2008 Fiscal Year Annual Research Report
第二次世界大戦期におけるバルト諸国の併合問題、1939-1940年
Project/Area Number |
18730121
|
Research Institution | J. F. Oberlin University |
Principal Investigator |
大中 真 J. F. Oberlin University, 人文学系, 准教授 (70310331)
|
Keywords | 外交史 / 国際関係史 / バルト諸国 / 第二次世界大戦 / 冷戦 |
Research Abstract |
今年度交付申請書に計画したとおり、2008年8月に現地調査を実施した。

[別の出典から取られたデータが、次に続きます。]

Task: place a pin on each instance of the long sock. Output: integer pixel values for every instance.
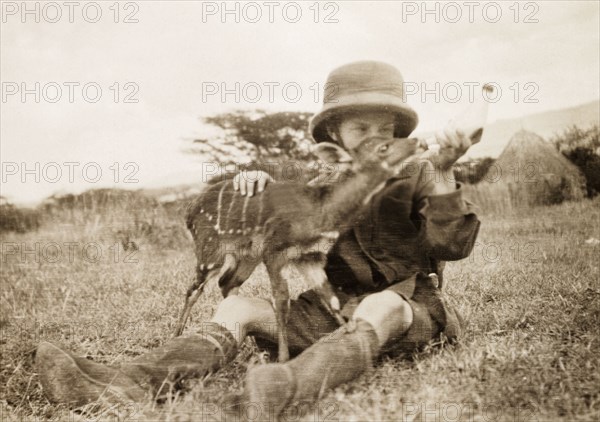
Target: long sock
(183, 358)
(333, 360)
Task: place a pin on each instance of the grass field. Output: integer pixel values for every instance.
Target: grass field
(530, 292)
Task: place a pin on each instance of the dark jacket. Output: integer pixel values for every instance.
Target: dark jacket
(403, 231)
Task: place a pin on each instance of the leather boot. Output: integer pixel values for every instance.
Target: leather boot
(77, 381)
(335, 359)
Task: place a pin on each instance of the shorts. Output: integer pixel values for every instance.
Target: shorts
(309, 320)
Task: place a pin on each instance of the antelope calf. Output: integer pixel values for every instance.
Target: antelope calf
(289, 223)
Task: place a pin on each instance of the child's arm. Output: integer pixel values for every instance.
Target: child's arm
(450, 224)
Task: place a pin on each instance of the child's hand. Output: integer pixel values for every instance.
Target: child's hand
(246, 181)
(453, 144)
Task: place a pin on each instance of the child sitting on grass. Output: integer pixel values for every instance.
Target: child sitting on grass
(387, 272)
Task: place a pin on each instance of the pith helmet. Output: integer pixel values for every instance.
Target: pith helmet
(364, 85)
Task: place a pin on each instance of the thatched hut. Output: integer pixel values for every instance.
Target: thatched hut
(535, 173)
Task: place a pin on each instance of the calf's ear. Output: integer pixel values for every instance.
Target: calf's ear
(331, 153)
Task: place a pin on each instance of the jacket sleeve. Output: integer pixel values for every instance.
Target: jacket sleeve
(449, 224)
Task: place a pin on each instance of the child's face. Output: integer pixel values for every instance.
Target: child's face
(354, 128)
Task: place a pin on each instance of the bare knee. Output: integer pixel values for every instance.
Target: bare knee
(387, 312)
(241, 315)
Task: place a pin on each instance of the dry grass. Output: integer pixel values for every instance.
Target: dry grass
(530, 292)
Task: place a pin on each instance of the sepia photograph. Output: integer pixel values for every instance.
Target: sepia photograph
(307, 211)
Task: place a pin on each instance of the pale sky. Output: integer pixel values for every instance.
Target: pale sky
(177, 50)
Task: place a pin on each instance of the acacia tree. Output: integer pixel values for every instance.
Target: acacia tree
(257, 137)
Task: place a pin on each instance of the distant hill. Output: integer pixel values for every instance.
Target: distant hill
(546, 124)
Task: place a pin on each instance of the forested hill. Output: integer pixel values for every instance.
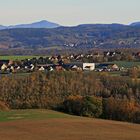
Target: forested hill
(82, 36)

すなわちラトヴィアの首都リーガにある占領博物館を訪問、館員の学芸員とインタビューを行い、展示内容や博物館が果たす役割について質問を行った。学芸員の案内で館内の展示をくまなく調査し、ラトヴィアで第二次世界大戦とナチス=ドイツおよびソ連邦による占領をどのように若い世代に伝えているのかを聞き取りした。同時にリーガにある戦争博物館等の他の施設を訪問、また在リーガ日本大使館も訪ね、臨時代理大使から最近のラトヴィア情勢について意見を伺った。次に隣国エストニアの首都タリンの占領博物館を訪問、館長と直接インタビューを行った。博物館の設立経緯、展示の意義、若い世代への教育などについて、広範囲にまた率直な意見を聞くことができた。同時に展示物、歴史的に貴重な映像フィルムを見学した。さらに在タリン日本大使館を訪ね、臨時代理大使と面会し、エストニアとロシアの情勢などについて貴重な話を伺った。また対ロシア関係を大きく動揺させた歴史記念碑である「兵士の像」を現場に訪ね、郊外の国立共同墓地に独立以来のエストニア国家元首の墓を訪れて調査を行い、タリン旧市街地区の歴史記念物(独立と併合に関するもの)も直接調査確認した。タルトゥ大学にも足を延ばし、大学関係者と面会して本館のホールなどを特別に見学したほか、大学の近況について意見交換を行った。このように、研究費の最後の年にエストニアとラトヴィアを直接訪れ、多くの関係者に会い、また現場を訪ね、貴重な知見を得た。両国では、それぞれ書店にて、日本では入手できない研究書多数を購入することもできた。改めて、今年度も科研費を交付されたことに感謝したい。研究成果について、その一部は今年度も刊行することができたが、さらに今後、様々な場での発表および刊行を予定している。